The row over sex segregation on campus has erupted once more, as a spokesperson for David Cameron has said that the Prime Minister “Does not believe that guest speakers should be allowed to address segregated audiences.”
Sex segregation at religious meetings took the country by storm earlier this year, after allegations emerged that the University of Leicester’s Islamic society had allowed sex segregation at one of its meetings.
Universities UK, a group of university leaders, suggested guidelines last month that endorsed sex segregation at certain university events, so long as it was “side-by-side.”
The spokesperson for Mr Cameron said that “He does not believe that guest speakers should be allowed to address segregated audiences, so he believes that Universities UK (UUK) should urgently review its guidance.”
The Education secretary, Michael Gove, also entered the debate, telling the Daily Mail on Friday that “Speakers who insist on segregating audiences should not be indulged by educators,” and implying that any educators who allowed them to do so were “pandering to extremism.”

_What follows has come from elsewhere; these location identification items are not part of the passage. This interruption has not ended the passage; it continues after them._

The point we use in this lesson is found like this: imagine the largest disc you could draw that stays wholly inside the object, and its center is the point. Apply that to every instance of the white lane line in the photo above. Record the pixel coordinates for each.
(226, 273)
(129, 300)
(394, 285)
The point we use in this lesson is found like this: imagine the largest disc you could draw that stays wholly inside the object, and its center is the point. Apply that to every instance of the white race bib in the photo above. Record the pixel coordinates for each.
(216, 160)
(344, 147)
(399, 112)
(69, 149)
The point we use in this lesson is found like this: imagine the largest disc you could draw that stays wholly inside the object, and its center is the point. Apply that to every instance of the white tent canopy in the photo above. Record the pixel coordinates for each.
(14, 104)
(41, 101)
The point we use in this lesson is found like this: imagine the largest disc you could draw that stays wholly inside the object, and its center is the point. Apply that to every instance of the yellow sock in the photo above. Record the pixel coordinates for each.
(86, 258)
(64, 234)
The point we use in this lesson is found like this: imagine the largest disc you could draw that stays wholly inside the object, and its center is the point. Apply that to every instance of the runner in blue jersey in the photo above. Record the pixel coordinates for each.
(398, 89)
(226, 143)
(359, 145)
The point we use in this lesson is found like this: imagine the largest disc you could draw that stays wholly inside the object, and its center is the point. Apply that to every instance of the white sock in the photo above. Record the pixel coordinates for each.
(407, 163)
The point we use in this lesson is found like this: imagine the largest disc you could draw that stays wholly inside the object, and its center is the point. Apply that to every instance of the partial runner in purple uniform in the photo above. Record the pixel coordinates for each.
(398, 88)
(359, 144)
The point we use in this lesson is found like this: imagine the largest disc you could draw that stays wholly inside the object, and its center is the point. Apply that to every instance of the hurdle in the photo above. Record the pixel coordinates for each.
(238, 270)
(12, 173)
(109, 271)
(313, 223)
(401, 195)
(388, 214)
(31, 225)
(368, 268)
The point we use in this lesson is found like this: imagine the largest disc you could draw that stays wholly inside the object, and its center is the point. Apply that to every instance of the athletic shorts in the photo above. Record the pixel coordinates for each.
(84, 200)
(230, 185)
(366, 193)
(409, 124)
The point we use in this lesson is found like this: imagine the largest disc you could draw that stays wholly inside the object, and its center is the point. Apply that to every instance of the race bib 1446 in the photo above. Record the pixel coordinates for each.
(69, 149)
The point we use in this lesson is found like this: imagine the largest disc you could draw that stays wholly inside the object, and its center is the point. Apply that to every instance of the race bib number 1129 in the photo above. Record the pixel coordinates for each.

The Equality and Human Rights Commission (EHRC) was asked by UUK this week to “provide a clear and public statement about the law and the relevant policy considerations.”
The issue has been inflamed further when the Mail on Sunday today ran an article apparently showing images of segregated seating in the Students’ Union from a meeting earlier this year.
The University of Leicester, the University of Leicester Islamic Society, and the University of Leicester Students’ Union Womens officer did not provide comment at the time of publication.